When evaluating patients with cancer, the importance of doing no harm and the reality of limited resources raise questions about whether we should perform TAVR even if we could perform TAVR. Therapeutic futility has been defined as a lack of medical efficacy, particularly when the therapy is unlikely to produce its intended clinical result, as judged by the physician; or lack of a meaningful survival, as judged by the personal values of the patient (40). Performing TAVR is a technical question in nature and may be distilled into measurable facts. The question of whether we should perform TAVR is less straightforward and includes value judgments and uncertainty that extend beyond the individual cardiologist’s or surgeon’s technical or clinical expertise and therefore need to be discussed with a broader heart-team including cancer therapy specialists and with the patient (41).

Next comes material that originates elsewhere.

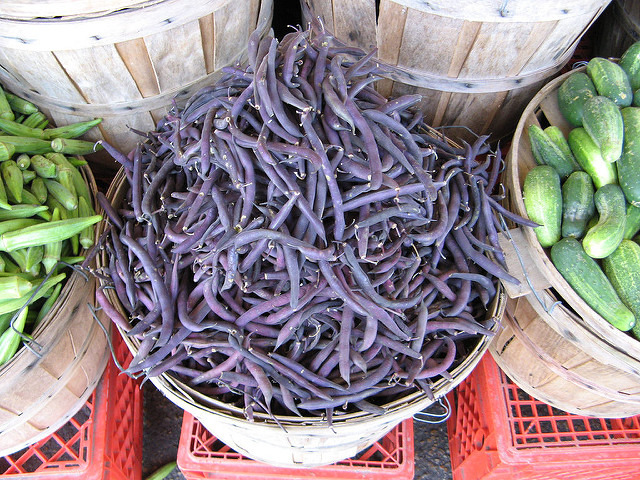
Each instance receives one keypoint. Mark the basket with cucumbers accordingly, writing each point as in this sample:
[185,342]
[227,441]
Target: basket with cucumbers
[584,189]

This analysis includes many patients treated with TAVR over extended follow-up time, in a nonselected manner, with multiple comorbidities and a broad range of cancer types as typically seen in clinical practice, and describes in a detailed manner the impact of cancer on periprocedural complication and survival in patients treated with TAVR. This could serve as a basis to motivate additional studies in cancer and TAVR. Furthermore, our findings emphasize an important need of cancer-specific risk factors and scores that need to be taken into consideration before TAVR.

Study limitations

The study was conducted as a retrospective, single-center cohort study. Over a period of 13 years, the interventional strategies, as well as the TAVR devices used for the intervention, have changed. However, considering the change in guidelines that occurred in 2012 to 2017 that recommended TAVR for patients with high operative risk, and 2017 that recommended TAVR for patients with intermediate risk, patients with cancer in the present study are represented equally across the entire time period. However, cancer therapy has changed significantly during the past years, leading to differences of therapy-related complications. Although data on tumor type were available, staging data were not. Moreover, cancer-specific prognosis was not able to be calculated. Because of the retrospective nature of the study, we could not find the specific cause of death for 159 deaths from a total of 263 deaths. The date of death was documented, but not the specific cause, when death occurred outside our clinic. A comparison of patients with cancer treated with TAVR and treated conservatively, without surgery, was also not available.

Conclusions

TAVR, when indicated, can be safely performed in patients with severe aortic stenosis and cancer, with similar periprocedural complications in patients with or without cancer. Furthermore, cancer patients have similar short-term survival, but reduced long-term survival in the AC group compared with SC and controls. This study brings increased evidence to inform decision making in patients with cancer and severe aortic stenosis. Future studies are needed to identify cancer-specific variables that are important to consider as prognostic factors in patients with cancer being evaluated for TAVR and to develop algorithms to inform the management of this growing population.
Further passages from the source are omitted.